LRRK2 recruitment of JIP4 occurs through RAB35 and RAB10 phosphorylation
Next, we questioned if LRRK2 could also be able to recruit RAB35 and RAB10 to the lysosomal membrane in a kinase-dependent manner. LRRK2 pharmacological kinase inhibition lead to a complete blockage of RAB35 and RAB10 recruitment to LRRK2-positive LYS (Fig. 4H, I). In astrocytes expressing LRRK2 at endogenous levels, both RAB35 and RAB10 were recruited to the lysosomal membrane after LLOME treatment (Fig. S4A, B), which was blocked by MLi-2 (Fig. S4C, D). These results show that endogenous LRRK2 is able to relocalize both RAB proteins to permeabilized LYS in a kinase-dependent manner. As both RAB35 and RAB10 are recruited to the LYS in a similar fashion to LRRK2, we wanted to determine if RAB35 or RAB10 were important to maintain LRRK2 at the lysosomal membrane. However, depletion of RAB35 and RAB10 expression (Fig. S4E, F) did not alter the ability of LRRK2 to translocate to ruptured lysosomes (Fig. S4G). Taken together, our data indicates that LRRK2 precedes and mediates the recruitment of RAB35 and RAB10 in a kinase-dependent fashion.
In astrocytes transiently transfected with tagged versions of LRRK2, JIP4 and RAB35, and stained for endogenous RAB10, all four proteins are present in the same structures (Fig. S4H), suggesting a possible link between the two RAB proteins and JIP4. JIP4 has been previously shown to require several RAB GTPases to ensure its presence in the recycling endosomal membrane(35), so we hypothesized that LRRK2 is able to recruit JIP4 to ruptured lysosomes through the phosphorylation of RAB35 and RAB10. First, we examined the response to LLOME of RAB35/RAB10 mutants that cannot be phosphorylated by LRRK2 (T72/73A) compared to their WT counterparts.
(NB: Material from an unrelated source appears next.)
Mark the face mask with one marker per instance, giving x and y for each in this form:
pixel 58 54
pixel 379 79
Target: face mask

Both RAB phospho-null mutants showed a significant decrease in their lysosomal localization after LLOME treatment, with a diffuse distribution in the cytosol. RAB35-T72A mutant displayed a ∼50% reduction compared to the WT form while RAB10-T73A showed an ∼80% decrease compared to RAB10-WT (Fig. S4I, J). Next, we wanted to know if the phospho-null version of RAB GTPases affects the recruitment of JIP4 to ruptured LYS. In both cases, cells expressing the phospho-null mutation were unable to recruit JIP4 to the lysosomal membrane, even in cells where RAB35-T72A and RAB10-T73A had a lysosomal localization (Fig. 4J, K). Using co-immunoprecipitation in cells treated with LLOME, we were able to see endogenous JIP4 physically interacting with RAB10-WT but not RAB10-T73A (Fig. 4L). Under the same conditions, we failed to detect a physical interaction between JIP4 and RAB35. Taken together, our data show that LRRK2 recruits JIP4 through the phosphorylated forms of RAB35 and RAB10, and JIP4 is a RAB effector in the context of lysosomal membrane damage.
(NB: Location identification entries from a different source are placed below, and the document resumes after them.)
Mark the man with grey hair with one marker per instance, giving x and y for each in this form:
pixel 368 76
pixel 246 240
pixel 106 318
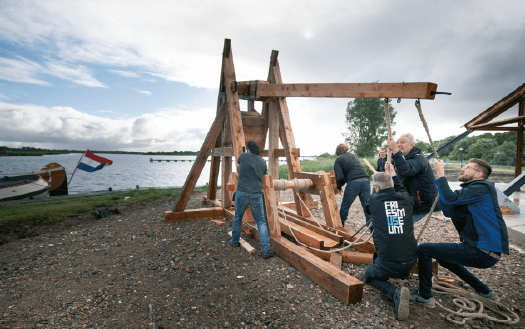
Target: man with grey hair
pixel 416 174
pixel 390 210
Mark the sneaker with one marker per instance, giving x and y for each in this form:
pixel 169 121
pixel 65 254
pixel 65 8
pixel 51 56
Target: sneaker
pixel 268 254
pixel 491 295
pixel 430 302
pixel 401 307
JIP4 enhances the formation of tubular structures emanating from lysosomes
To gain more insight into the role of the JIP4 in the lysosomal membrane, we imaged primary astrocytes transfected with LRRK2 and JIP4 using an Airyscan detector. The improved resolution of this microscopy approach allowed us to observe the presence of JIP4-positive/LRRK2-negative/LAMP1-negative tubular structures that stem from LYS (Fig. 5A-B, Suppl movie 1). Consistent with the observation that G2019S mutation leads to higher recruitment of JIP4 to the LYS, this mutation was associated with a higher number of tubules (Fig. 5C). JIP4-positive lysosomal tubules were also negative for LAMP1 when imaging living cells (Fig. S5A). Furthermore, these tubules were negative for LIMP2, another typical lysosomal membrane marker (Fig. S5B) and for the lysosomal luminal marker Dextran-555 (Fig. S5D). Next, we analyzed the tubular structures using FIB-SEM on astrocytes. First, we observed that the JIP4/LAMP1-positive compartments presented electron-dense structures (Fig. 5D, S5C), consistent with their lysosomal nature. By analyzing the JIP4-positive tubules at the structural level, we were able to confirm that the tubular membrane originates from the lysosomal membrane, albeit being negative for LAMP1 (red arrowheads in Fig. 5D and Suppl Fig. 5C-D). JIP4-positive lysosomal tubules display different morphologies, in that they dramatically differ in their length and thickness (Fig. 5D, S5C-D, suppl movie 6). Of note, we could see the ER surrounding the JIP4-positive tubule (Fig. 5E in magenta) and a microtubule connecting with the tubule (Fig. 5D, blue arrowheads and Fig. 5E in cyan), suggesting a role of these compartments in tubule dynamics.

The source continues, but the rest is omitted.